Throughout his White Sox career, Fisk tortured the Red Sox, batting .309 with 27 home runs and 67 RBIs in 105 games, providing Boston fans with a constant reminder of management’s betrayal of an iconic player. “I played with a little more emotion, if not motivation, against those guys after that,” he admitted. “Only because they did me badly.”
Fisk’s career numbers are staggering. He caught a major league record 2,226 games (since eclipsed by the other Pudge, Rodriguez) and became baseball’s most prolific home run-hitting catcher at the time with 351. He hit 25 additional homers playing other positions (that 376 homer tally has since been eclipsed by Mike Piazza).
He also stole 128 bases and is the only catcher in the modern era with at least 100 home runs and 100 stolen bases.
He was only the third catcher to hit at least 300 homers, score 1,000 runs and drive in 1,000 runs, joining Yogi Berra and Johnny Bench. Mike Piazza has since joined that list as well.

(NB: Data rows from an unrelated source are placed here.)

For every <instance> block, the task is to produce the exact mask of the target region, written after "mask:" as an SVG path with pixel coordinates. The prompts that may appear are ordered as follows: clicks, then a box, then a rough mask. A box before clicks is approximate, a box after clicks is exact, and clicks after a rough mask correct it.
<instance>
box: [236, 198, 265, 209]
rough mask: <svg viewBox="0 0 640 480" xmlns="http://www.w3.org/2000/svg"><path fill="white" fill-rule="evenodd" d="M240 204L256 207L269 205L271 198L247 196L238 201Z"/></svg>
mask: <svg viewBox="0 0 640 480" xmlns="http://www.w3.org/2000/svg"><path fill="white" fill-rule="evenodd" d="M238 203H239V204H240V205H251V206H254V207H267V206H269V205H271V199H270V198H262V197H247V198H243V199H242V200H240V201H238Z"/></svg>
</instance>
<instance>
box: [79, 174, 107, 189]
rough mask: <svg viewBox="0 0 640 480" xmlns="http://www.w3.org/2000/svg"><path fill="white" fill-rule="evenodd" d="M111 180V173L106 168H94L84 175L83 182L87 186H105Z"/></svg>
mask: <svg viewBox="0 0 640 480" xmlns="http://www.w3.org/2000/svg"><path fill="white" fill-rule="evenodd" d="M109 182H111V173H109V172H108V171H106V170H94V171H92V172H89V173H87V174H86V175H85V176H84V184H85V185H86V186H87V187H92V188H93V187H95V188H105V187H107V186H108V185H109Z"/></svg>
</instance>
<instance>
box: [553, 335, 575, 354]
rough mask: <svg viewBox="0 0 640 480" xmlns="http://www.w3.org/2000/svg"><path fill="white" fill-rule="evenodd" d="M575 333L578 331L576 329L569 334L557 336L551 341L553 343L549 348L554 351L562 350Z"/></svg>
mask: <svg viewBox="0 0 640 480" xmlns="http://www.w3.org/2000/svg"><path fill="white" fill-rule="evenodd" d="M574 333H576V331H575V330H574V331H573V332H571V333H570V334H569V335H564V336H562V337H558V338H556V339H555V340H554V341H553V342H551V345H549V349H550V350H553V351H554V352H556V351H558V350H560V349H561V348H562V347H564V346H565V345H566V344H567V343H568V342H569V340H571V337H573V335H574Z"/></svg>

He divided his career almost evenly between Red Sox for 11 years and 1,078 games and the White Sox for 14 and 1,421 games.
In 2000, upon a vote of the Baseball Writers Association of America, he was permitted henceforth to sign his checks ‘Carlton Fisk HOF.’ Even though he played longer for the White Sox, he chose to have a Red Sox cap on his plaque. He told USA Today, “New England is still where my roots are. And I’m a New England person.”
No matter which socks he wore, few catchers could combine his durability, defense and power, as well as a guardian for the institution. “I always carried a torch for the game.”
The rays of light from that torch shone brightly in Boston, Chicago…and in Cooperstown forever.